Miro’s Rhetorical Question has been made possible by contributions to the NCWO Commissioning Fund from:
Nicky Barnes, Chris Bedford, Martin Coleman, Malcolm Entecott, Sue Franklin, Mark Heron, Josephine Lunt, Clare Moss, Catherine Parsonage, Gordon Robson, Heather Savvides, Daniel Tackley, Elaine Williams, Paul Williams, Tracy Woods

Miro’s Rhetorical Question was commissioned by the North Cheshire Wind Orchestra specifically for the concert performance on Saturday 19th April 2008. After re-orchestrating the Concerto for Chamber Jazz and Improvised Trumpet for wind orchestra and knowing what the rest of the evening’s programme contained, it felt appropriate to generate something that contrasted to the rest of the programme (hence the slightly darker, more “film noir” vibe of the piece) as well as taking the opportunity to explore the timbres of the instruments least often taking prominent roles in the regular orchestra or big band (such as contrabass clarinet, two tubas, piccolo, Eb clarinet, bowed percussion, 4th horn and 3rd clarinet).

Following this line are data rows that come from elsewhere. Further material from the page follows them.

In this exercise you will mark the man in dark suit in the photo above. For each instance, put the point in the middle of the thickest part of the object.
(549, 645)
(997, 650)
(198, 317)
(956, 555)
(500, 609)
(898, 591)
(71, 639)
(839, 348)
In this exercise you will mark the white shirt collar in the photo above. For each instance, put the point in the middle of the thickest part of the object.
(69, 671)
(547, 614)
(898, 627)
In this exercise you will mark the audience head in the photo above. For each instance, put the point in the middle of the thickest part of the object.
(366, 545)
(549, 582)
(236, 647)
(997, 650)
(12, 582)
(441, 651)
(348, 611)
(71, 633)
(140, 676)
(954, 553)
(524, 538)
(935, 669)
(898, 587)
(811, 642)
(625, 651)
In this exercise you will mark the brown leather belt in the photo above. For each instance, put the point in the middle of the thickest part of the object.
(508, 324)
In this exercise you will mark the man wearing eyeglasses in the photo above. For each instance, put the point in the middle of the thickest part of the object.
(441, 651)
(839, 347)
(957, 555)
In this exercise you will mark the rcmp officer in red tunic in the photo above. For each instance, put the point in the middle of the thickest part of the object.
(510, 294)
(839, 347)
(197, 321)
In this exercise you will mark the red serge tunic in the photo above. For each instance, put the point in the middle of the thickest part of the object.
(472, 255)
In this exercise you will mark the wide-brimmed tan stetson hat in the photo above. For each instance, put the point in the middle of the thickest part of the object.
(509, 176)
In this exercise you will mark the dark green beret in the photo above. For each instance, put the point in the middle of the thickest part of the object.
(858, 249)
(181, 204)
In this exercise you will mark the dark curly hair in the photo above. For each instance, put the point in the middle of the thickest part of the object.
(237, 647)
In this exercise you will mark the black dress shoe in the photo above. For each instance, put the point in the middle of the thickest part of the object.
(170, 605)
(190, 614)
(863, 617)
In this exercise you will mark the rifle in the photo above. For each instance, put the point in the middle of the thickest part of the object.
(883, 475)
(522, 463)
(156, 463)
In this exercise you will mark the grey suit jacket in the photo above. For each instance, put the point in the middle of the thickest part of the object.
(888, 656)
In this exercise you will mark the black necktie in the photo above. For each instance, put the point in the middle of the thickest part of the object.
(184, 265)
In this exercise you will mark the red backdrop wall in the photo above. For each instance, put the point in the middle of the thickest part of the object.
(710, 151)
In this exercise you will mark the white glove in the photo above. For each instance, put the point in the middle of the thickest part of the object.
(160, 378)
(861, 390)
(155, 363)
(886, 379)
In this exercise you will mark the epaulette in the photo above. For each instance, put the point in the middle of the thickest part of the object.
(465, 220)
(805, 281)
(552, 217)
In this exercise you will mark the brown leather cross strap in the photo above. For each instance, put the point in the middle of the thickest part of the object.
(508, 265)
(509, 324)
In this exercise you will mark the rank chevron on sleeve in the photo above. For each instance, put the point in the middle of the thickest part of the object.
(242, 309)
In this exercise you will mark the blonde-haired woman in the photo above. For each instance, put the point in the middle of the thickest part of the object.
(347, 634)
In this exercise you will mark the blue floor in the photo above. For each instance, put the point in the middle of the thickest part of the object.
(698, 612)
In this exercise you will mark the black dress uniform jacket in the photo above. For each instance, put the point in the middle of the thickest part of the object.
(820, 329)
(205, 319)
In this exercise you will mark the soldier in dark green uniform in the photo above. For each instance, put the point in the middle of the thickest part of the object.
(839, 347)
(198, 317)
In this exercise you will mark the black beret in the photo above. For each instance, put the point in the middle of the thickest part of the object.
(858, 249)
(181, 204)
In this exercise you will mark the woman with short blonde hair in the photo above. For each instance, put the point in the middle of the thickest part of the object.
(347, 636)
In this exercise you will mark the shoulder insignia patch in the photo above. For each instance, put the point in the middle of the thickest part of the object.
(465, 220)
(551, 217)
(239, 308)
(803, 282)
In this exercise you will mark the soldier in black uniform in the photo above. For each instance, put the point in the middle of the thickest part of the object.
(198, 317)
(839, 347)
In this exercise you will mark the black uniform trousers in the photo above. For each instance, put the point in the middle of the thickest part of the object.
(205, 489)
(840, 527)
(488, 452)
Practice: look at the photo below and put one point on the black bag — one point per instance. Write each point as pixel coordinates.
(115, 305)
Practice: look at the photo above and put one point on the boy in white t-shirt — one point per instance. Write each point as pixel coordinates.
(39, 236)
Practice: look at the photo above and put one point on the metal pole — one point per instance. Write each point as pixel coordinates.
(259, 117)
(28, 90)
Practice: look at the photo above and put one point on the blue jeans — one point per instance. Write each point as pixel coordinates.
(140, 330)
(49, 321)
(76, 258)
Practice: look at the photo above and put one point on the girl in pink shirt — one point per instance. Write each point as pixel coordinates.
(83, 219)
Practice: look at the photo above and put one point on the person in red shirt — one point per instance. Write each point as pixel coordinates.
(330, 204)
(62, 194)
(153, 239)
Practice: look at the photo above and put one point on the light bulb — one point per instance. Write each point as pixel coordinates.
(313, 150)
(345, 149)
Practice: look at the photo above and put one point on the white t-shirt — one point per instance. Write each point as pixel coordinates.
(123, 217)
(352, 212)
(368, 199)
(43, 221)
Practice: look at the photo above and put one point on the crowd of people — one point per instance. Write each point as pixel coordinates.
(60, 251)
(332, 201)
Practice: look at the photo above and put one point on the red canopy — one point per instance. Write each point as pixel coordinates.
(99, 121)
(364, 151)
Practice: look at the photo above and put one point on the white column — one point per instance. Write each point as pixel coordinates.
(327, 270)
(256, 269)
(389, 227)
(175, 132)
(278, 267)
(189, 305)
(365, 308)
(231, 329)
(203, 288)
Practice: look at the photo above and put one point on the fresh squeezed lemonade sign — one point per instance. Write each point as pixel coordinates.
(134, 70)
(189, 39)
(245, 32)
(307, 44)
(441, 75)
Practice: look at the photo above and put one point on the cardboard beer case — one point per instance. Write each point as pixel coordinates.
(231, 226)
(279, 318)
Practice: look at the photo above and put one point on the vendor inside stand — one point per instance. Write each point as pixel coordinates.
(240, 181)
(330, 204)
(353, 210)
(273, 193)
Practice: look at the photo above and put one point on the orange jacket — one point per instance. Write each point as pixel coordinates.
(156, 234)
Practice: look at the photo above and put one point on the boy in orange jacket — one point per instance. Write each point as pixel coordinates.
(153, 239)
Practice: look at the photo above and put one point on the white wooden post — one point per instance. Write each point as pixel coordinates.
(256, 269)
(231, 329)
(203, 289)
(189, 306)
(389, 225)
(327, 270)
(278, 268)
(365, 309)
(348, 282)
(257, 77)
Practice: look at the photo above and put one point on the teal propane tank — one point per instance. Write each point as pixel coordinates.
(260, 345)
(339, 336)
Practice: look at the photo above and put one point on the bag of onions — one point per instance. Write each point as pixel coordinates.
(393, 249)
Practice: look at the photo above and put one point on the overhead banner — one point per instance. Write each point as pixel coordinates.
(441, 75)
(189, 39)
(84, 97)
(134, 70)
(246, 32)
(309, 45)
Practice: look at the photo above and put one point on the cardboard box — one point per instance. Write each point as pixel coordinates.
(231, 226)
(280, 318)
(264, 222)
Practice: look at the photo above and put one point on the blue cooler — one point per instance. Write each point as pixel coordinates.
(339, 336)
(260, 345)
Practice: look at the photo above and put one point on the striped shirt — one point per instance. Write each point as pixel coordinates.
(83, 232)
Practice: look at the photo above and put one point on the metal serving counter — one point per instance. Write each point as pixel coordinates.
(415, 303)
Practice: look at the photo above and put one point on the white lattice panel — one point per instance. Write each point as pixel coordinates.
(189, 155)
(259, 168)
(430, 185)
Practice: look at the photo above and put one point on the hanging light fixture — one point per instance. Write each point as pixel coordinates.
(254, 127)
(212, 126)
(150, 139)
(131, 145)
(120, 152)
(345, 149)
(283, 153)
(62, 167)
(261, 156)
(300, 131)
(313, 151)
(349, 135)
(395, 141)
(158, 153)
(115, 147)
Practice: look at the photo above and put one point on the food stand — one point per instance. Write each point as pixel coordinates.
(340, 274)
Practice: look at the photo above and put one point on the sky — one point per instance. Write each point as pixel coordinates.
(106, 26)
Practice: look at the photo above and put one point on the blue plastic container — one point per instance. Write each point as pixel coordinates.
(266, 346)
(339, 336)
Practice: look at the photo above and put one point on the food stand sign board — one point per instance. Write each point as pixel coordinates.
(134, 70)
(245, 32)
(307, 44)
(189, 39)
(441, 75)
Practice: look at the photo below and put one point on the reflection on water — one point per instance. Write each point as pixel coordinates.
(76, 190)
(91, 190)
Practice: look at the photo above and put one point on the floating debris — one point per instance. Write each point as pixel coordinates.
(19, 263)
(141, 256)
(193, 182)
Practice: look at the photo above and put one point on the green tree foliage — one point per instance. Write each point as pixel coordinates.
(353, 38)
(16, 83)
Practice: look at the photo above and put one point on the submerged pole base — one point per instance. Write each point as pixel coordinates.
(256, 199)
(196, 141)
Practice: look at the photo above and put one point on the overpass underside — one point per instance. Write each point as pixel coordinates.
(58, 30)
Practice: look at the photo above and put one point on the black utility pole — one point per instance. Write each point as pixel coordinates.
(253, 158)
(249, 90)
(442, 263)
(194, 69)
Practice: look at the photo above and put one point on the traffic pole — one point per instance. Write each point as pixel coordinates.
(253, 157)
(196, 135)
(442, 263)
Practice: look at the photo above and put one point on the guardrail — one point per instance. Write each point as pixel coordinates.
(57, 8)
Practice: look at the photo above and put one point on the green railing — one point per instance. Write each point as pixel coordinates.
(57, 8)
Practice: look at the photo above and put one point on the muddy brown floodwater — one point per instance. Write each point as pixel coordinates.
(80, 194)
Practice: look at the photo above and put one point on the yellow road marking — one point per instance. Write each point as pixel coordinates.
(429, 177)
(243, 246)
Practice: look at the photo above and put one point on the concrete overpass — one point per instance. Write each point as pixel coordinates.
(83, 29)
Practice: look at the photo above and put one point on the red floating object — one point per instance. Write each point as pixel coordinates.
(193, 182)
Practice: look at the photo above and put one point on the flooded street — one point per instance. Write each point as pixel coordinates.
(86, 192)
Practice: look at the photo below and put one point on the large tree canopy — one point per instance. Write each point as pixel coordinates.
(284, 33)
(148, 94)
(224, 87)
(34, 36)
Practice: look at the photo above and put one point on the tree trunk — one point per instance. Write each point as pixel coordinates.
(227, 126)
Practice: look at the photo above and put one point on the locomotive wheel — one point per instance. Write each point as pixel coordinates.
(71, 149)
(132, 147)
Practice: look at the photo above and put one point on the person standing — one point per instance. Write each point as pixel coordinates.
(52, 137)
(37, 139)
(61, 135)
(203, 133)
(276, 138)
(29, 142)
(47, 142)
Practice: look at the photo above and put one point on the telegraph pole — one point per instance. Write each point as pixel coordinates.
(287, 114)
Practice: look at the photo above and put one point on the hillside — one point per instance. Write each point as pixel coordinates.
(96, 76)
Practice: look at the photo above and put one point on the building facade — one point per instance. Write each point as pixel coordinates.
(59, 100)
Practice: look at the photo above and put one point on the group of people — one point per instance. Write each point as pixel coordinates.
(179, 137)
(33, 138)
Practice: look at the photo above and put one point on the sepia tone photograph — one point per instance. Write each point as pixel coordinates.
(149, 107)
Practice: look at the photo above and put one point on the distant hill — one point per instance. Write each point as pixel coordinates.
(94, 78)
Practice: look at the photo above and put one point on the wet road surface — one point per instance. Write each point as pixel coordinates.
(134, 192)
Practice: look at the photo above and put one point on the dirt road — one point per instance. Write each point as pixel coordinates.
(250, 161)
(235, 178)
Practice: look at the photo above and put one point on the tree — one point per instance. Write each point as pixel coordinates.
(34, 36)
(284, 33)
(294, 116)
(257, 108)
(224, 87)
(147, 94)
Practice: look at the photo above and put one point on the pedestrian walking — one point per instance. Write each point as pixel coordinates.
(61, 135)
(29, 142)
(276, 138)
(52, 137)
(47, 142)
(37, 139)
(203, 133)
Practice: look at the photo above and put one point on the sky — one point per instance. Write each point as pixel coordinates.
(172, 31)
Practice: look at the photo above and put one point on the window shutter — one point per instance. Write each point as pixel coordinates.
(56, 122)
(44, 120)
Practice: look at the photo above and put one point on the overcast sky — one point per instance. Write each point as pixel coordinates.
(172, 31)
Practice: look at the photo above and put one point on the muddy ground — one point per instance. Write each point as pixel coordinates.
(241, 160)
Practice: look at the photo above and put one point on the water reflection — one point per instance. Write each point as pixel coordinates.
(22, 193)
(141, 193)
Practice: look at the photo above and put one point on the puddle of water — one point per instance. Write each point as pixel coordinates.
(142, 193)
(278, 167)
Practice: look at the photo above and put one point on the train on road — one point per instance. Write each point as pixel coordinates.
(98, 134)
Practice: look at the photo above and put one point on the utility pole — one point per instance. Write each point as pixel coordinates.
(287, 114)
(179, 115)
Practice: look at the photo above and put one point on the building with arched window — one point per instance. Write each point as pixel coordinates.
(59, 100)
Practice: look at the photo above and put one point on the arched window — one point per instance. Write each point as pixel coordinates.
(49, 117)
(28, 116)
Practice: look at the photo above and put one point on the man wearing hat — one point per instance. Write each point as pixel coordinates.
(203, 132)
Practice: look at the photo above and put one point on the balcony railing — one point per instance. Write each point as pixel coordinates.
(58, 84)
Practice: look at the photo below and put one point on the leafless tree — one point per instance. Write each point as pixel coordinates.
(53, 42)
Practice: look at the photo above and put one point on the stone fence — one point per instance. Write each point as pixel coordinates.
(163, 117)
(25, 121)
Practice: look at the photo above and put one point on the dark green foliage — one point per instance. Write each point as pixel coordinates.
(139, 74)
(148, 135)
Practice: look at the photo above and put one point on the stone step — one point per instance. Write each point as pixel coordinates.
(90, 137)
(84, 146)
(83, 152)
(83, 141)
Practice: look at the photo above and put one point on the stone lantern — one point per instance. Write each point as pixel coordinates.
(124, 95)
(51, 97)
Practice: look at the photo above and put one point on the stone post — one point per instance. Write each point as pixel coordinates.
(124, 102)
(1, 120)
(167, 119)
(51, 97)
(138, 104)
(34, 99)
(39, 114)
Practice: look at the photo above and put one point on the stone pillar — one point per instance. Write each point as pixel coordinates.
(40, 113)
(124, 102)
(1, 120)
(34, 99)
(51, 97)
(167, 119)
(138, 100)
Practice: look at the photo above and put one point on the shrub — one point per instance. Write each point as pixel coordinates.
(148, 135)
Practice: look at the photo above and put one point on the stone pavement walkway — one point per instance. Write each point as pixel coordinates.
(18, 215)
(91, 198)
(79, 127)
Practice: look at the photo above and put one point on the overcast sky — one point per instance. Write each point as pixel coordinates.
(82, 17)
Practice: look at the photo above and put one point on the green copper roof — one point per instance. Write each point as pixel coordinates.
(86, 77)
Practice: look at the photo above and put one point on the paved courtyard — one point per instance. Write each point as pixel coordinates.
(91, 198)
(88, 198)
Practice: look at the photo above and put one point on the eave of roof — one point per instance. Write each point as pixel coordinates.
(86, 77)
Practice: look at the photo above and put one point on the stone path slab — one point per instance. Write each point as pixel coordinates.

Much of this work’s content and mood is derived from the opening theme: a melodic outcome of five sustained notes given to the lower register of the brass and woodwind instruments, with their staggered points of entry gradually spelling out a melody akin to the trumpet line in Ives’ “unanswered question” (hence the “rhetorical question” in the work’s title). This gradually generates a 5-note sustained chord that draws on the whole tone scale. The technique of a melodic shape unfolding to generate a sustained chord is prevalent throughout the piece, with each shape usually generated through the collaborative unfolding of a melodic line by a collection of the same instrument. This unfolding of shapes and their uniformity of colour reminds me greatly of the works of Miro. Hence the rhetorical question being Miro’s!

As with the trumpet concerto, Miro’s Rhetorical Question tries to free the players up from the prescriptive nature of strictly noted music, but without expecting them to suddenly become skilled and practiced improvisers. Rather, the piece enables the players to take responsibility for some of the decision making that might ordinarily have already been made by the composer and led by the conductor. This generates the possibility of each performance sounding markedly different due to the incorporation of more aleatoric ways of generating and placing the sound, such as staggered pedal notes that are governed by the physical breathing of the players, woodwind and brass “noodling” that are directed by section leaders in response to a figure played by a wind duo, and points of entry that are not dictated by the conductor.